Let $\begin{pmatrix} \dot{x}_1 \\\dot{x}_2\end{pmatrix}=A(t)\begin{pmatrix}x_1\\x_2 \end{pmatrix}$ where $$A(t)=\begin{pmatrix}\alpha(t)+\cos(t)&\sin(t)\\ -\sin(t)& \alpha(t)+\cos(t)\end{pmatrix}$$ for a $\alpha:\mathbb{R} \rightarrow \mathbb{R}$ continuous and $2\pi$ periodic.
I want to show that $\Phi(t):=\exp(\int_0^\infty A(s)\;\mathrm{d}s$) defines a fundamental matrix. In order to do so, I have calculated that $$A(t)=\begin{pmatrix}i &-i\\1 &1\end{pmatrix}\begin{pmatrix} \cos(t)+ \alpha(t)+i\sin(t) &0\\0 &\cos(t)+ \alpha(t)-i\sin(t)\end{pmatrix}\begin{pmatrix}i &-i\\1 &1\end{pmatrix}^{-1}$$
So $A(t_1)A(t_2)=A(t_2)A(t_1)$ for all $t_1, t_2 \in \mathbb{R}$. No I am stuck proving that for all $v \in \mathbb{R}^2$ $$x(t):=\Phi(t)v$$ is a solution to the differential equation.
Thank you.
Having shown that $A(t_1) A(t_2) = A(t_2) A(t_1)$ has for consequence that $A(t) \int \limits _0 ^t A(s) \Bbb d s = \int \limits _0 ^t A(s) \Bbb d s A(t)$. From this follows that $\Big( \big( \int \limits _0 ^t A(s) \Bbb d s \big) ^n \Big) ' = n A(t) \big( \int \limits _0 ^t A(s) \Bbb d s \big) ^{n-1}$ (just apply Leibniz's rule for the derivation of a product; this will give you a sum of $n$ terms; in each such term, thanks to the commutation property shown above, bring an $A(t)$ to the front).
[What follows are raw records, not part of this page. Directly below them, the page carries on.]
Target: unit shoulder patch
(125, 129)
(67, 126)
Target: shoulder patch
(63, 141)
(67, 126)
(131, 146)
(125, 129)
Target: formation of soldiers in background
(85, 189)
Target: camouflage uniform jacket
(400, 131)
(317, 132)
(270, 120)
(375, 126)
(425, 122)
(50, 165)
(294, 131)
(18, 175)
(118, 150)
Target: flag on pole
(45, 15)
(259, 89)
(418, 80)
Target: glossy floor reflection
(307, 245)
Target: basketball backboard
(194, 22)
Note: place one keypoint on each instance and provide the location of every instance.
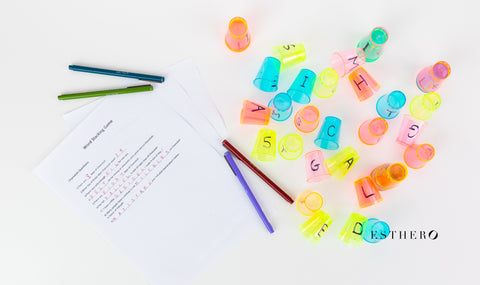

Now, using this in $\exp \big( \int \limits _0 ^t A(s) \Bbb d s \big) = \sum \limits _{n=0} ^\infty \frac 1 {n!} \big( \int \limits _0 ^t A(s) \Bbb d s \big) ^n$ to derive term by term (I shall ignore matters of convergence here), you get $\Phi ' (t) = A(t) \exp \big( \int \limits _0 ^t A(s) \Bbb d s \big) = A(t) \Phi (t)$. Therefore, $x'(t) = A(t) x(t)$.